La prospettiva fantapolitica (ma poi neanche così tanto “fanta”) è quella dello scontro tra due forze, entrambe totalizzanti e in un certo senso totalitarie: il regime edonistico/capitalistico (e qui il filosofo Diego Fusaro fa la stessa analisi di Houellebecq, ovvero che tutte le pratiche di liberazione sessuale e dei costumi sessantottine, con la loro negazione del padre, della famiglia, della chiesa e dello stato, abbiano portato all’atomizzazione dell’individuo e al compimento del processo totalitario del capitale), contro il regime paternalistico/religioso (che sia l’Islam, l’Ebraismo o il Cristianesimo poco conta) come garante degli equilibri sociali e forse anche naturali. In tale prospettiva non c’è possibilità di opporsi, non esiste resistenza, inutile difendere gli ultimi baluardi di un umanismo buonista, in fin dei conti complice della decadenza. L’autore presenta un punto di vista tragico e aporetico, di totale resa all’ordine degli avvenimenti e allo spirito del tempo, dove a trionfare infine è la volontà di potenza, il desiderio, finalmente e nefastamente realizzato, di sottomettere ogni alterità (la donna, la libertà individuale, le altre religioni, l’ateismo, la Francia, l’Europa).

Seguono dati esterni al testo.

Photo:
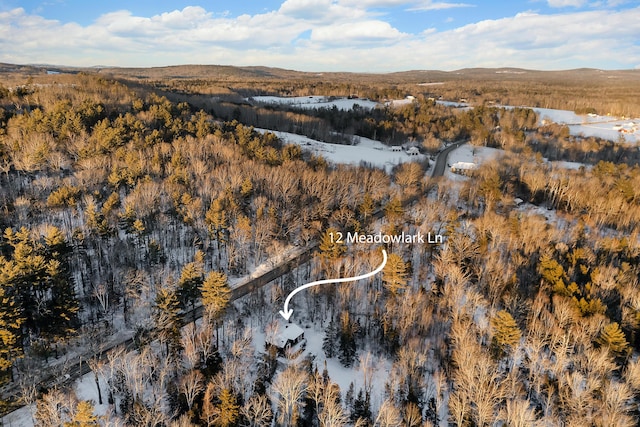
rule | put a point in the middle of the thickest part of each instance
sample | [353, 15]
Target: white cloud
[436, 5]
[365, 31]
[342, 37]
[567, 3]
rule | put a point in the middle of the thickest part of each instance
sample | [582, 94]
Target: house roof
[464, 166]
[291, 331]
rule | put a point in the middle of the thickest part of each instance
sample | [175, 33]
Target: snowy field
[469, 154]
[605, 127]
[367, 150]
[317, 102]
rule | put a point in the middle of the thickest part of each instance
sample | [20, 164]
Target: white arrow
[287, 312]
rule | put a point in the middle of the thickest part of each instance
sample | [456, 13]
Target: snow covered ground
[469, 154]
[367, 150]
[605, 127]
[317, 102]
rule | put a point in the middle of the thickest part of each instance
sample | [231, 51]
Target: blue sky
[325, 35]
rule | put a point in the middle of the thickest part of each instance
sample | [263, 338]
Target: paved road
[53, 378]
[441, 159]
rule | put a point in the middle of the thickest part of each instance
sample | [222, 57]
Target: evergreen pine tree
[10, 320]
[191, 279]
[215, 293]
[394, 274]
[228, 409]
[329, 341]
[346, 341]
[83, 416]
[362, 408]
[166, 314]
[331, 244]
[613, 338]
[506, 333]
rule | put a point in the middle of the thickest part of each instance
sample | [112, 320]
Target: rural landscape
[320, 213]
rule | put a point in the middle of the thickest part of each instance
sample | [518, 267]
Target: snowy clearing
[469, 154]
[605, 127]
[366, 150]
[317, 102]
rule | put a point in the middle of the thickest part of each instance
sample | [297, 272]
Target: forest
[132, 206]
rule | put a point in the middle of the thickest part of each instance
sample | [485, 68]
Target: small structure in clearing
[413, 151]
[289, 342]
[463, 168]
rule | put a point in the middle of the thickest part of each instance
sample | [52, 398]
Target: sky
[324, 35]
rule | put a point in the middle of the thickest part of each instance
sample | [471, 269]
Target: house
[289, 341]
[463, 168]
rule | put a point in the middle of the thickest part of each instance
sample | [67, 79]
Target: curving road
[52, 377]
[441, 159]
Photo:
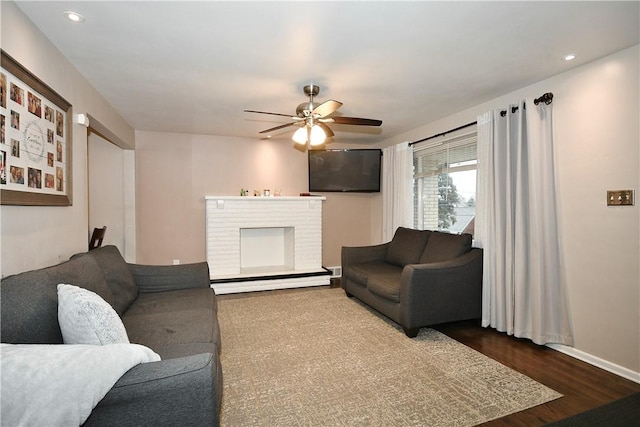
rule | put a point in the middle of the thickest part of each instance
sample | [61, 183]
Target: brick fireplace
[260, 243]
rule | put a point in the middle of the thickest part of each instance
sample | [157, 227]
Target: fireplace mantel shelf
[264, 242]
[265, 198]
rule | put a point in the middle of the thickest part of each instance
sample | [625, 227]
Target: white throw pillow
[85, 318]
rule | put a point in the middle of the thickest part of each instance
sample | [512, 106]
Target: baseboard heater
[265, 282]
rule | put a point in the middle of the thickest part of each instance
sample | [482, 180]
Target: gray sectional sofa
[170, 309]
[419, 278]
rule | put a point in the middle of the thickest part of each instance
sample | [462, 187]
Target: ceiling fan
[312, 119]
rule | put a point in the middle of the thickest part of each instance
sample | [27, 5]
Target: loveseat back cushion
[386, 286]
[29, 301]
[406, 246]
[445, 246]
[117, 275]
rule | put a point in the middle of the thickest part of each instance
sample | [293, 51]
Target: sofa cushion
[406, 246]
[174, 323]
[360, 273]
[85, 318]
[445, 246]
[117, 275]
[30, 300]
[386, 285]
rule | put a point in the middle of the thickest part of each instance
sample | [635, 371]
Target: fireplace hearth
[260, 243]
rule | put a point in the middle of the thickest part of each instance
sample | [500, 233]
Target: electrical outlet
[620, 198]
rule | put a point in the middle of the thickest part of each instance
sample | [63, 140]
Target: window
[444, 180]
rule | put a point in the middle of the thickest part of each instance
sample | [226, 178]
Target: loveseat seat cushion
[30, 300]
[117, 275]
[175, 323]
[386, 285]
[445, 246]
[406, 246]
[360, 273]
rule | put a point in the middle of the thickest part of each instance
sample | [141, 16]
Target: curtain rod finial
[547, 98]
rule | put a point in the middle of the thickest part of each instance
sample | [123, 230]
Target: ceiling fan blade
[277, 127]
[327, 107]
[327, 130]
[356, 121]
[266, 112]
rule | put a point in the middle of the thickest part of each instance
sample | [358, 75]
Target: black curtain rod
[547, 98]
[443, 133]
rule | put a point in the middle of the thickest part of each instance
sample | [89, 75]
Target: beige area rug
[317, 358]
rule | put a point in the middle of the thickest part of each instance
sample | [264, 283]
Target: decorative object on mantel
[36, 122]
[312, 119]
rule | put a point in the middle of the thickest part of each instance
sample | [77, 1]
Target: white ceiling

Ci si potrebbe domandare come non pensare alla morte, al suicidio, all’estinzione del genere umano come soluzione ultima di un tempo a tal punto tragico e aporetico. Tuttavia la quantità di cultura, letteratura, filosofia, scienza, conoscenza, che sgorga dai libri di Houellebecq è assolutamente illuminante, e forse proprio in questo risiede la possibilità di sopravvivere, fa venir voglia di vivere tra i libri, di leggere ogni autore da lui citato. Solo un dubbio permane, forse di ordine morale, su di lui come essere umano più che come autore: non è facile comprendere se sia complice o derisore dei suoi squallidi personaggi. In ogni caso, al pari di Milan Kundera, i suoi romanzi valicano il confine della semplice narrativa e di certo resteranno eterni.